Significantly, that growth growth depends on the questions we ask about ourselves, not the answers we habitually get. Author Antony Jay revealed that, “The uncreative mind can spot wrong answers, but it takes a creative mind to spot wrong questions.” What's needed is a creative mind that can switch gears and see from a new perspective. We need better questions, not the same old answers. If we’re not growing and deepening our understanding, we’re not asking the right questions.

Ask questions that cause you to rethink your assumptions. Is the problem really a problem? Is what I am doing or thinking working for me? What should I stop or start thinking or doing to change my situation?

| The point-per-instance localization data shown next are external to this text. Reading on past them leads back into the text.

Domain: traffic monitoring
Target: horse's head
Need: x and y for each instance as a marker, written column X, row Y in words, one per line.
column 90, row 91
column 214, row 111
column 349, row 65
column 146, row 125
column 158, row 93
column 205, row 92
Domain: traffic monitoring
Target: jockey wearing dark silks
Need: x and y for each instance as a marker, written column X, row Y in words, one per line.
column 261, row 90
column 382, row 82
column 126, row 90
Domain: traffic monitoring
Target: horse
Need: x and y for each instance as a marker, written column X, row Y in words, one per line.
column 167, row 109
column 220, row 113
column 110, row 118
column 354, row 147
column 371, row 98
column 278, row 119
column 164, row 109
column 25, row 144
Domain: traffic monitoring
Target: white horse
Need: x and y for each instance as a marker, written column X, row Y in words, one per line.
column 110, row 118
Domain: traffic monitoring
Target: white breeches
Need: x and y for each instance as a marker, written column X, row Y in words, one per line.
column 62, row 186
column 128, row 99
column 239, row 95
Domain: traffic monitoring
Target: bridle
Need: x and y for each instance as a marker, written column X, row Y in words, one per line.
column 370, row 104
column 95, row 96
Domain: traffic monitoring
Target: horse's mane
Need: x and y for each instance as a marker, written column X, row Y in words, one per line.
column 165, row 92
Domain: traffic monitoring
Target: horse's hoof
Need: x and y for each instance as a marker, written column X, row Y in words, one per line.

Part of the problem is that the solution is often paradoxical to what we already think—which is why we are stuck. Thinking outside our normal frames of reference makes it possible to see unexpected solutions. Looking at something differently or from someone else’s point of view often brings the solution dramatically into focus.

Moving forward from a persistence of thought requires that we look at our thinking in a new light and then to reframe it. We should begin to challenge the way we think and as a result the way we act. New behavior will follow from a new way of thinking. To paraphrase President Kennedy, the time has come for us to move on from the reassuring repetition of stale thinking to a new, difficult, but essential confrontation with the reality of leadership now ourselves. Only then can we grow.